Theorem (lifting the exponent): Let $p$ be an odd prime and let $x, y$ be integers relatively prime to $p$ such that $p | x-y$. Then $$\nu_p(x^n - y^n) = \nu_p(x - y) + \nu_p(n).$$

Proof. Induction. See these notes.

Applying the above it follows that for odd $p$, if $p | x-1$ then $$\nu_p \left( \frac{x^m - 1}{x - 1} \right) = \nu_p(m).$$

Thus $\frac{x^m - 1}{x - 1} \equiv 0 \bmod p^k$ if and only if $p^k | m$. Hence:

If $n$ is odd then $\frac{x^m - 1}{x - 1} \equiv 0 \bmod n$ if and only if for every prime factor $p$ of $n$, either $p \nmid x-1$ or $p^k | m$.

Okay, so what if $p = 2$? In the above notes you will also find the following result.

Theorem (lifting the exponent at $2$): Let $x, y$ be odd integers such that $4 | x-y$. Then $$\nu_2(x^n - y^n) = \nu_2(x - y) + \nu_2(n).$$

So if $4 | x-1$ then the conclusion is the same as above.
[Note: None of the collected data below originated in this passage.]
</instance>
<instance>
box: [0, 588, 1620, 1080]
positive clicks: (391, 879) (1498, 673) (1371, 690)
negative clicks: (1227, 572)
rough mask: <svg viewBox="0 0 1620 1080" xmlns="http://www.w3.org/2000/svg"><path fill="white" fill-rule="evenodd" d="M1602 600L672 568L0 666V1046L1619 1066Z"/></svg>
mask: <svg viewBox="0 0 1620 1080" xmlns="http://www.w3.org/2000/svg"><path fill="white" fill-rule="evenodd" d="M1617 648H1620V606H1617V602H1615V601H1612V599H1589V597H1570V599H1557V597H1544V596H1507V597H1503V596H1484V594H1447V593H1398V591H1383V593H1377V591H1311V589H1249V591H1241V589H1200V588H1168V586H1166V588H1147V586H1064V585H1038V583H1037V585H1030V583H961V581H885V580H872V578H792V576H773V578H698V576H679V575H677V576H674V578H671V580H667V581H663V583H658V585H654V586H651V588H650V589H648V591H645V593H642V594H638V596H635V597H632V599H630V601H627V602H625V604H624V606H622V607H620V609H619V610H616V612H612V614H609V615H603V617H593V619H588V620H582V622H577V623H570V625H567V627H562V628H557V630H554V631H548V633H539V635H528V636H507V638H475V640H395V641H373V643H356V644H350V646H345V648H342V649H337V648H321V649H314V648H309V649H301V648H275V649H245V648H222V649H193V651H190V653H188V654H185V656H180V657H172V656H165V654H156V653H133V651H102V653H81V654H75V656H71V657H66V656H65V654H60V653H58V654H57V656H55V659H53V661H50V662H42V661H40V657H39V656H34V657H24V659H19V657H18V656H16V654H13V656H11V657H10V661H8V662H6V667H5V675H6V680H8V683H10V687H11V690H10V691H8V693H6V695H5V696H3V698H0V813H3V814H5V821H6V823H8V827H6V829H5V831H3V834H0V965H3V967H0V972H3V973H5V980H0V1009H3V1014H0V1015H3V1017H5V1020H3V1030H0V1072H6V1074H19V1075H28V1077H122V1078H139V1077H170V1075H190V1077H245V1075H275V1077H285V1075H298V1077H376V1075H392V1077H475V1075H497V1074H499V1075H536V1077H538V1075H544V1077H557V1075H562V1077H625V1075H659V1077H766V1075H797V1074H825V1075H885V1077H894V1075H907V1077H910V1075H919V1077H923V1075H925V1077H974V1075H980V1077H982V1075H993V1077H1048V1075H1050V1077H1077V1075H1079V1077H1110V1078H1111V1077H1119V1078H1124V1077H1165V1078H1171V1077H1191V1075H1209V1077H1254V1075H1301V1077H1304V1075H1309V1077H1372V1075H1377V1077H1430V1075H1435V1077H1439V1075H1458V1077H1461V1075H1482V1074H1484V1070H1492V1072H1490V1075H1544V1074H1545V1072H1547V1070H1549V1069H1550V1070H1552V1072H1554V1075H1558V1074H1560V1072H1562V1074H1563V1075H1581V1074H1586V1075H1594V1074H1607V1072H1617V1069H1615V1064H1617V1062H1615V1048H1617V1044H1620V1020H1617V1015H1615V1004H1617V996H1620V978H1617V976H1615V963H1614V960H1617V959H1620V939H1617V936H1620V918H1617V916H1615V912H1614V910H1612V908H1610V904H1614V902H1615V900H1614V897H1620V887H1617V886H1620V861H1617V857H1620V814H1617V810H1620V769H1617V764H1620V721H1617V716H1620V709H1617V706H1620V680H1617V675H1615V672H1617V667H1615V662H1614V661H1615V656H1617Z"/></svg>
Otherwise, write $$x = 1 + 2y$$

where $y$ is odd. If $m$ is odd, then $$x^m = 1 + 2my + ...$$

where the remaining terms are divisible by $4$, and we conclude that $\nu_2(x^m - 1) = 2$, hence $\nu_2 \left( \frac{x^m - 1}{x - 1} \right) = 0$, so the sum is not divisible by $2^k$. If $m = 2 \ell$ is even, then $4 | x^2 - 1$, hence $$\nu_2(x^{2\ell} - 1) = \nu_2(x^2 - 1) + \nu_2(\ell) = \nu_2(x + 1) + \nu_2(m).$$

This gives $$\nu_2 \left( \frac{x^m - 1}{x - 1} \right) = \nu_2(y + 1) + \nu_2(m).$$

Thus $\frac{x^m - 1}{x - 1} \equiv 0 \bmod 2^k$ if and only if $2^k | m(y+1)$, and this can occur. So if $n$ is not odd then the above argument still applies to all the odd prime factors of $n$ and we conclude that

if $n = 2^k o, k \ge 1$ where $o$ is odd, then $\frac{x^m - 1}{x - 1} \equiv 0 \bmod n$ if and only if $\frac{x^m - 1}{x - 1} \equiv 0 \bmod o$ and either $x \equiv 1 \bmod 4$ and $2^k | m$ or $x \equiv 3 \bmod 4$ and $2^k | m \left( \frac{x+1}{2} \right)$.